Los pequeñas parcelas de cultivo de Cachi Adentro.

Saliendo del pueblo, hacia el Oeste, con los 6380 metros del Nevado de Cachi como telón de fondo, el camino se interna por el valle de Cachi Adentro, increíblemente verde, emparchado por pequeñas parcelas en las que se cultivan, muchas veces sin más herramientas que una mula y un viejo arado, porotos, tomates, alfalfa, quínoa y pimientos rojos, entre otras verduras, hortalizas y legumbres. Los pimientos son los más llamativos, sobre todo luego de la cosecha, en abril y mayo, cuando se los pone a secar al sol.

Al final del valle, a 16 kilómetros del pueblo, está el paraje El Algarrobal, donde el río Cachi corre como un auténtico curso de montaña, incluso en plena sequía invernal. Allí hay parrillas y mesas para pasar un día familiar inolvidable al aire libre, y los más aventureros pueden caminar hasta el pie del Nevado, ya que aquí nace una de las vías para ascender a alguna de sus nueve cumbres.
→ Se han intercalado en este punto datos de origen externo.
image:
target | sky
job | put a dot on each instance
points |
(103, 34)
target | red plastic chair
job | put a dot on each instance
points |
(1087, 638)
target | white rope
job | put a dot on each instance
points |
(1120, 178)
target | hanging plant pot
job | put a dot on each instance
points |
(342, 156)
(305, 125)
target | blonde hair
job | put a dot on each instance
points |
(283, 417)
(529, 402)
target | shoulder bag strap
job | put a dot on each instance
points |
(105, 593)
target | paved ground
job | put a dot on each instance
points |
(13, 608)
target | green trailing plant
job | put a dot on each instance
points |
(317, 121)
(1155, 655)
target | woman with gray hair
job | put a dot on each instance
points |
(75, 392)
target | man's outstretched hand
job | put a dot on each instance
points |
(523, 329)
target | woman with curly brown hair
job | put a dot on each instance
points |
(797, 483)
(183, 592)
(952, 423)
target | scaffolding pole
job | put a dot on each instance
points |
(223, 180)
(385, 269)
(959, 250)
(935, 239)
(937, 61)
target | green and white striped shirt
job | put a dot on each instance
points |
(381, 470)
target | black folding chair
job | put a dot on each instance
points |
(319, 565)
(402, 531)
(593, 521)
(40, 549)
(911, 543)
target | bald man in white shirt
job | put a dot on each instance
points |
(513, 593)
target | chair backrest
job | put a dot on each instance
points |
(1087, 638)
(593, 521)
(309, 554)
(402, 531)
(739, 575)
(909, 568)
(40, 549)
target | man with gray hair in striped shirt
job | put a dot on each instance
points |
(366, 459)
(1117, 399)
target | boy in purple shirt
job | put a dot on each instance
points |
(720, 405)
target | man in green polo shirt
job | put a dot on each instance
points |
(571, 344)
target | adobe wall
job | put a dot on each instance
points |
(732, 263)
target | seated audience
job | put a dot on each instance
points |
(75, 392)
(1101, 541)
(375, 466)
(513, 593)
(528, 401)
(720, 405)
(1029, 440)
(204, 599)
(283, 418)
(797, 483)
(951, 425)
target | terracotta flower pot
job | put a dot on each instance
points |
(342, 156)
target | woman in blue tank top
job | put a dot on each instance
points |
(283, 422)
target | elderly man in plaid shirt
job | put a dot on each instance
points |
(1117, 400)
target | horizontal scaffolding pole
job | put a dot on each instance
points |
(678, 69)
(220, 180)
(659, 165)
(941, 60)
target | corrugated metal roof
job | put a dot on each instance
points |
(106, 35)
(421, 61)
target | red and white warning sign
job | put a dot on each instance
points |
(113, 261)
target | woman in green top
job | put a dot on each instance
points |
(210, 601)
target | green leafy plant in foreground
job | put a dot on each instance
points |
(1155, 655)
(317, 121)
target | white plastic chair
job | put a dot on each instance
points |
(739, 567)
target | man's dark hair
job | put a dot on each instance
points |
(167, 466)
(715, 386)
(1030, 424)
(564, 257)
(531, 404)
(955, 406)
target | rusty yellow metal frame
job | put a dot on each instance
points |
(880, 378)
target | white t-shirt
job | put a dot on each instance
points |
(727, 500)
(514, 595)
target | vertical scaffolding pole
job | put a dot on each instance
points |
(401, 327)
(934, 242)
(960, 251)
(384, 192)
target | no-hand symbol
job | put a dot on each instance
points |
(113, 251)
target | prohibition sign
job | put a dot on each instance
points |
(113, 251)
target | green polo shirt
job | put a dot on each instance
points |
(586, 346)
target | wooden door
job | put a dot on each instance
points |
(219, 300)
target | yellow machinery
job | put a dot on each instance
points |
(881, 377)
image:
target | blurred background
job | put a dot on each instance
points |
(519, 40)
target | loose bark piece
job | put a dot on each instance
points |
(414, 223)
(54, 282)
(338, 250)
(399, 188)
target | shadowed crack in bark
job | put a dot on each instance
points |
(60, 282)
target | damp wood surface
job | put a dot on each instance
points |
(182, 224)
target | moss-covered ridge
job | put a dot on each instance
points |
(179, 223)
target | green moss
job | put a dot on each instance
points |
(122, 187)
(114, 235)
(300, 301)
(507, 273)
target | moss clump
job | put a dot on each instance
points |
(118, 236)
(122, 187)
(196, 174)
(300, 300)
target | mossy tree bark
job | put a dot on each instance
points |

Barricas de roble francés en la bodega Miraluna.

Nuevos terroirs

Además de los cultivos tradicionales, en Cachi Adentro han surgido algunas bodegas boutique, como Isasmendi, El Molino, Puna, Miraluna y Adentro, cuna de vinos de altura que están ganando un gran prestigio mundial. Miraluna tiene sus viñedos a 2600 metros sobre el nivel del mar, y entre ellos unas cabañas de adobe que son poco menos que fantásticas. Son el lugar ideal para perderse varios días, sumergirse en los aromas de un untuoso merlot y olvidarse de todo.